1
votes

I'd like to make a Gaussian Fit for some data that has a rough gaussian fit. I'd like the information of data peak (A), center position (mu), and standard deviation (sigma), along with 95% confidence intervals for these values.

import numpy as np
import pandas as pd
import matplotlib.pyplot as plt
from scipy.optimize import curve_fit
from scipy.stats import norm

# gaussian function
def gaussian_func(x, A, mu, sigma):
    return A * np.exp( - (x - mu)**2 / (2 * sigma**2))

# generate toy data
x = np.arange(50)
y = [ 97.04421053,  96.53052632,  96.85684211,  96.33894737,  96.85052632,
  96.30526316,  96.87789474,  96.75157895,  97.05052632,  96.73473684,
  96.46736842,  96.23368421,  96.22526316,  96.11789474,  96.41263158,
  96.32631579,  96.33684211,  96.44421053,  96.48421053,  96.49894737,
  97.30105263,  98.58315789, 100.07368421, 101.43578947, 101.92210526,
 102.26736842, 101.80421053, 101.91157895, 102.07368421, 102.02105263,
 101.35578947,  99.83578947,  98.28,        96.98315789,  96.61473684,
  96.82947368,  97.09263158,  96.82105263,  96.24210526,  95.95578947,
  95.84210526,  95.67157895,  95.83157895,  95.37894737,  95.25473684,
  95.32842105,  95.45684211,  95.31578947,  95.42526316,  95.30526316]
plt.scatter(x,y)

# initial_guess_of_parameters
# この値はソルバーとかで求めましょう.
parameter_initial = np.array([652, 2.9, 1.3])

# estimate optimal parameter & parameter covariance
popt, pcov = curve_fit(gaussian_func, x, y, p0=parameter_initial)

# plot result
xd = np.arange(x.min(), x.max(), 0.01)
estimated_curve = gaussian_func(xd, popt[0], popt[1], popt[2])
plt.plot(xd, estimated_curve, label="Estimated curve", color="r")
plt.legend()
plt.savefig("gaussian_fitting.png")
plt.show()

# estimate standard Error
StdE = np.sqrt(np.diag(pcov))

# estimate 95% confidence interval
alpha=0.025
lwCI = popt + norm.ppf(q=alpha)*StdE
upCI = popt + norm.ppf(q=1-alpha)*StdE

# print result
mat = np.vstack((popt,StdE, lwCI, upCI)).T
df=pd.DataFrame(mat,index=("A", "mu", "sigma"),
columns=("Estimate", "Std.

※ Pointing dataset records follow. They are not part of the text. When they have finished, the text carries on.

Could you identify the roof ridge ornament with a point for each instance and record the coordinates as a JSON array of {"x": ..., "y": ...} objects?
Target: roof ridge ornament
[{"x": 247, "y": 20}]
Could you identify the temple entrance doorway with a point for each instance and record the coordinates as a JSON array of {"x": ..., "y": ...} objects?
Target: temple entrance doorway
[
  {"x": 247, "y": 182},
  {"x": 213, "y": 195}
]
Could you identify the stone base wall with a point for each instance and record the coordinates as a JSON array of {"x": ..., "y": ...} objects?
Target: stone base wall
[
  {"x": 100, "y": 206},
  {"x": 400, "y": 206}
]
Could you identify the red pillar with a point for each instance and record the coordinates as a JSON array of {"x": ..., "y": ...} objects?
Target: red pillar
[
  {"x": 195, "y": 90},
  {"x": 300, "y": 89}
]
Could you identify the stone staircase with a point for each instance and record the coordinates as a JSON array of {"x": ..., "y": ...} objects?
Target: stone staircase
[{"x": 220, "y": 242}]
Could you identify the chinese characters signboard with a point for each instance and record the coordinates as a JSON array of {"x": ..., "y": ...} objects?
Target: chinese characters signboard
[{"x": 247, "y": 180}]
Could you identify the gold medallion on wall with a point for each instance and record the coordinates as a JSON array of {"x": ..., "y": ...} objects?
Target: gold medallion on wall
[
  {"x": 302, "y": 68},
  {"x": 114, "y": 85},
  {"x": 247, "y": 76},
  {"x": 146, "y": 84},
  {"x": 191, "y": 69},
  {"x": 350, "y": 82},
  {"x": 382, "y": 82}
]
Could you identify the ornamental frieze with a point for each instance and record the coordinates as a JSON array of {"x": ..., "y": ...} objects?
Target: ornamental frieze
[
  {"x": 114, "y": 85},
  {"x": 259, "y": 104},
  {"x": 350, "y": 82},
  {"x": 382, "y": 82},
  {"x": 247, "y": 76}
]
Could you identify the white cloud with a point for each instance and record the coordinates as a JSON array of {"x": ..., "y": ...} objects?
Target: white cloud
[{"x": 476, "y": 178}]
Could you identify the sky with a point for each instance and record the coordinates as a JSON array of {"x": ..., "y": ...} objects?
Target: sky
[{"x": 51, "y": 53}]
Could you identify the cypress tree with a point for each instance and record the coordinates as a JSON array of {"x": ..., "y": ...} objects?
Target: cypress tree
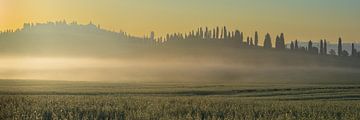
[
  {"x": 321, "y": 47},
  {"x": 340, "y": 47},
  {"x": 325, "y": 47},
  {"x": 256, "y": 39},
  {"x": 292, "y": 45},
  {"x": 296, "y": 45},
  {"x": 267, "y": 41}
]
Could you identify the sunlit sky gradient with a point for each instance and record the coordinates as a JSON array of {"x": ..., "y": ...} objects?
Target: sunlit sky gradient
[{"x": 298, "y": 19}]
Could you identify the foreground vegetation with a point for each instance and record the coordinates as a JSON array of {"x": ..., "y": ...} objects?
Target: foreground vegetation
[{"x": 83, "y": 100}]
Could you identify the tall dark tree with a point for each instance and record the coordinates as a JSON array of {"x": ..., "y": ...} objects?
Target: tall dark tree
[
  {"x": 242, "y": 37},
  {"x": 217, "y": 32},
  {"x": 321, "y": 47},
  {"x": 237, "y": 36},
  {"x": 256, "y": 39},
  {"x": 277, "y": 42},
  {"x": 325, "y": 47},
  {"x": 225, "y": 33},
  {"x": 292, "y": 46},
  {"x": 296, "y": 45},
  {"x": 310, "y": 46},
  {"x": 353, "y": 50},
  {"x": 251, "y": 42},
  {"x": 282, "y": 41},
  {"x": 247, "y": 41},
  {"x": 340, "y": 51},
  {"x": 214, "y": 34},
  {"x": 267, "y": 41}
]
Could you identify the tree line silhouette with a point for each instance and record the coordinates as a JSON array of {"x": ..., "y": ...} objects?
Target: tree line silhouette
[
  {"x": 214, "y": 34},
  {"x": 225, "y": 35}
]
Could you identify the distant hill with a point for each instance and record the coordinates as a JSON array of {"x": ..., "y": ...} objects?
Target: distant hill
[
  {"x": 61, "y": 39},
  {"x": 145, "y": 59}
]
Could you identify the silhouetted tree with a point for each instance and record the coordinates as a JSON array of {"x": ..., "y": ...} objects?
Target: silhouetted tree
[
  {"x": 280, "y": 42},
  {"x": 344, "y": 53},
  {"x": 237, "y": 36},
  {"x": 256, "y": 39},
  {"x": 296, "y": 45},
  {"x": 217, "y": 32},
  {"x": 332, "y": 52},
  {"x": 292, "y": 46},
  {"x": 340, "y": 47},
  {"x": 251, "y": 42},
  {"x": 247, "y": 41},
  {"x": 267, "y": 41},
  {"x": 321, "y": 47},
  {"x": 225, "y": 33},
  {"x": 214, "y": 33},
  {"x": 242, "y": 38},
  {"x": 311, "y": 49},
  {"x": 353, "y": 50},
  {"x": 325, "y": 47}
]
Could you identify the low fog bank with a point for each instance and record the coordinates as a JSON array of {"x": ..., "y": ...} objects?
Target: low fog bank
[{"x": 220, "y": 67}]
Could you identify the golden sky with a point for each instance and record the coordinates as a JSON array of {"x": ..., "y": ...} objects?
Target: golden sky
[{"x": 301, "y": 19}]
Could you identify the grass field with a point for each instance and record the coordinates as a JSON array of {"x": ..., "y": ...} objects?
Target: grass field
[{"x": 95, "y": 100}]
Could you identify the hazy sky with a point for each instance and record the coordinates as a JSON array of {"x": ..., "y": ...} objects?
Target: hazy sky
[{"x": 298, "y": 19}]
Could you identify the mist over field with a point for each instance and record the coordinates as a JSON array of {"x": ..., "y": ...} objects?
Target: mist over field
[{"x": 88, "y": 53}]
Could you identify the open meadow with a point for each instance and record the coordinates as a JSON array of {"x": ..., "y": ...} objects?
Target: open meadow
[{"x": 26, "y": 99}]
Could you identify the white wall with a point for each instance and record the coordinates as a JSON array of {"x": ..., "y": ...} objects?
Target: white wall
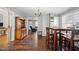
[
  {"x": 45, "y": 23},
  {"x": 9, "y": 20}
]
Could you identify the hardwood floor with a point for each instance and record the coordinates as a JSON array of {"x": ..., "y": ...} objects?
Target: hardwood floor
[{"x": 31, "y": 43}]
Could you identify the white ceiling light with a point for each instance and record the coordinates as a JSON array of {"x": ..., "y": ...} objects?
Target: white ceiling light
[{"x": 38, "y": 13}]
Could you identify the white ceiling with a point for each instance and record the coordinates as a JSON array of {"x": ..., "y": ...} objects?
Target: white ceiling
[{"x": 30, "y": 11}]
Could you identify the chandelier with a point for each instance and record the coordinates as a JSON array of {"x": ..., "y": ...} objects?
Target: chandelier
[{"x": 38, "y": 13}]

Error", "lwCI", "upCI"))
print(df)

Data Plot with Fitted Curve

The data peak and center position seems correct, but the standard deviation is off. Any input is greatly appreciated.

1

1 Answers

0
votes

Your scatter indeed looks similar to a gaussian distribution, but it is not centered around zero. Given the specifics of the Gaussian function it will therefor be hard to nicely fit a Gaussian distribution to the data the way you gave us. I would therefor propose by starting with demeaning the x series:

x = np.arange(0, 50) - 24.5

Next I would add one additional parameter to your gaussian function, the offset. Since the regular Gaussian function will always have its tails close to zero it is impossible to otherwise nicely fit your scatterplot:

def gaussian_function(x, A, mu, sigma, offset):
    return A * np.exp(-np.power((x - mu)/sigma, 2.)/2.) + offset

Next you should define an error_loss_function to minimise:

def error_loss_function(params):
    gaussian = gaussian_function(x, params[0], params[1], params[2], params[3])
    errors = gaussian - y
    return sum(np.power(errors, 2))  # You can also pick a different error loss function!

All that remains is fitting our curve now:

fit = scipy.optimize.minimize(fun=error_loss_function, x0=[2, 0, 0.2, 97])
params = fit.x  # A: 6.57592661,  mu: 1.95248855,  sigma: 3.93230503, offset: 96.12570778

xd = np.arange(x.min(), x.max(), 0.01)
estimated_curve = gaussian_function(xd, params[0], params[1], params[2], params[3])
plt.plot(xd, estimated_curve, label="Estimated curve", color="b")
plt.legend()
plt.show(block=False)

enter image description here

Hopefully this helps. Looks like a fun project, let me know if my answer is not clear.